MPI Skeletons
In order to prepare current and future parallel systems to run large parallel applications, we need a way to characterize what the applications require of these systems. The DOE-funded MPI Skeletons project focuses on building tools to help developers derive application “skeletons.”
Skeletons are miniature versions of full applications with reduced functionality that can be used to study specific performance dimensions of an application. These skeletons can be then used for performance analysis as well as input to parallel machine simulators used in the machine design process.
Running complete applications to test performance is not practical due to their resource requirements and the amount of time it takes to run them, especially considering that designers work with simulations of machines, which are many times slower than the machines themselves. This project investigated code analysis and transformation techniques to reduce an application to its essential “skeleton,” letting researches work with smaller programs that retain the essential structure of the original. The skeletons can run quickly in simulation environments used in the machine design process and allow researchers to answer questions not previously possible during this phase.
In high performance computing, parallelism is achieved through a combination of on-node parallelism (shared memory threads or SIMD vector operations) as well as cross-node parallelism in the form of message passing. Understanding the communication behavior of applications is important when designing expensive and energy hungry components of the system that make up the interconnection network connecting compute nodes.

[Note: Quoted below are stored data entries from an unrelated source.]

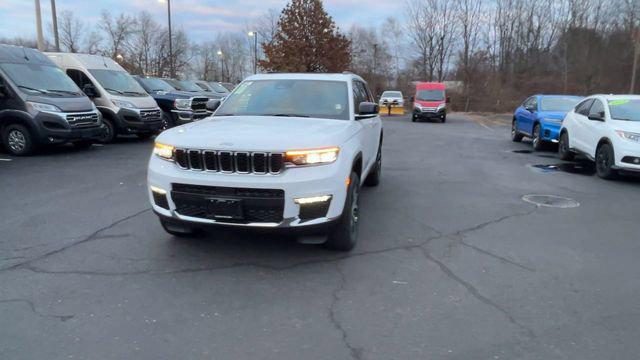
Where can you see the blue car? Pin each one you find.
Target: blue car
(540, 118)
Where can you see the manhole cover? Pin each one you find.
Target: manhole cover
(551, 201)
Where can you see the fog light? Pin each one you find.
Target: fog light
(312, 200)
(160, 197)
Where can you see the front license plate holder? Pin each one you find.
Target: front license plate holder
(225, 209)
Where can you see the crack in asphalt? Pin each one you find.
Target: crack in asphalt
(356, 353)
(90, 237)
(32, 306)
(475, 293)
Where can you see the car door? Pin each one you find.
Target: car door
(577, 133)
(593, 128)
(368, 123)
(524, 116)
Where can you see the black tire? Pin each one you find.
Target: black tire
(18, 141)
(344, 235)
(536, 140)
(373, 179)
(605, 160)
(83, 144)
(109, 133)
(515, 135)
(181, 230)
(564, 151)
(144, 136)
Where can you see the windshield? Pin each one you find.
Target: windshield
(218, 88)
(155, 84)
(41, 79)
(118, 82)
(303, 98)
(560, 104)
(626, 109)
(430, 95)
(397, 94)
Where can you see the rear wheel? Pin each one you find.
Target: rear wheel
(344, 235)
(536, 140)
(515, 135)
(18, 140)
(109, 133)
(564, 151)
(604, 162)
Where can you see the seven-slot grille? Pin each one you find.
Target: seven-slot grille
(82, 119)
(150, 115)
(199, 104)
(243, 162)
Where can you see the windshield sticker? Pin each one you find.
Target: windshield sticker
(618, 102)
(242, 87)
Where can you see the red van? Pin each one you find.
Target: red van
(430, 102)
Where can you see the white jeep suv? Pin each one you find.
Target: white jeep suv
(605, 129)
(282, 151)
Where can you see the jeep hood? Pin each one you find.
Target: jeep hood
(260, 133)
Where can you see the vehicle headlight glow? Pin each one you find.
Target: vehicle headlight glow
(36, 107)
(312, 156)
(123, 104)
(635, 137)
(163, 151)
(182, 104)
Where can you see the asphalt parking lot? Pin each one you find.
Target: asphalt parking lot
(452, 263)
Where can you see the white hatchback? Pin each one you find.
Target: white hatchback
(605, 129)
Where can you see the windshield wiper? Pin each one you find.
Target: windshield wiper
(41, 91)
(114, 90)
(64, 91)
(287, 115)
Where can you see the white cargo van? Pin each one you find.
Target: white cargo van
(125, 106)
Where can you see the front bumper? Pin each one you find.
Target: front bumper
(57, 128)
(550, 131)
(139, 121)
(295, 183)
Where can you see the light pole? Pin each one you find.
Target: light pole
(171, 65)
(55, 25)
(39, 27)
(254, 35)
(221, 55)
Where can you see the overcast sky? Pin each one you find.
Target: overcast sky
(200, 18)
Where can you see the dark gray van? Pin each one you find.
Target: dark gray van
(40, 105)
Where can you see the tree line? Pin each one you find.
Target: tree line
(495, 52)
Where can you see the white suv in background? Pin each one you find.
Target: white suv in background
(283, 151)
(605, 129)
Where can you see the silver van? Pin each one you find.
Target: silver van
(125, 106)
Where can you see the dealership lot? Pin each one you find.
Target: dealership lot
(451, 263)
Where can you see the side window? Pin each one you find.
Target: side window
(583, 107)
(359, 95)
(597, 108)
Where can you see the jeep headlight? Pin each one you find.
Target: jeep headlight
(312, 156)
(123, 104)
(182, 104)
(163, 151)
(34, 107)
(635, 137)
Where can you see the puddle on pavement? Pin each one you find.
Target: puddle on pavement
(572, 168)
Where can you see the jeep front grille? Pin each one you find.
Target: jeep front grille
(242, 162)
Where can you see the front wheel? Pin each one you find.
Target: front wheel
(18, 140)
(344, 235)
(604, 162)
(564, 151)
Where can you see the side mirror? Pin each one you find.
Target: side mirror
(90, 90)
(599, 116)
(368, 108)
(213, 105)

This project initially studied how program slicing techniques could be used to reduce an application to a skeleton that retains the message passing patterns of the original, while eliminating as much of the computational work performed by the program in between messaging operations. Subsequent skeletonization work focused on deriving skeletons relative to other performance-critical aspects of the system, such as memory traversal and update patterns. This project was built on top of the ROSE compiler infrastructure funded by the US Department of Energy.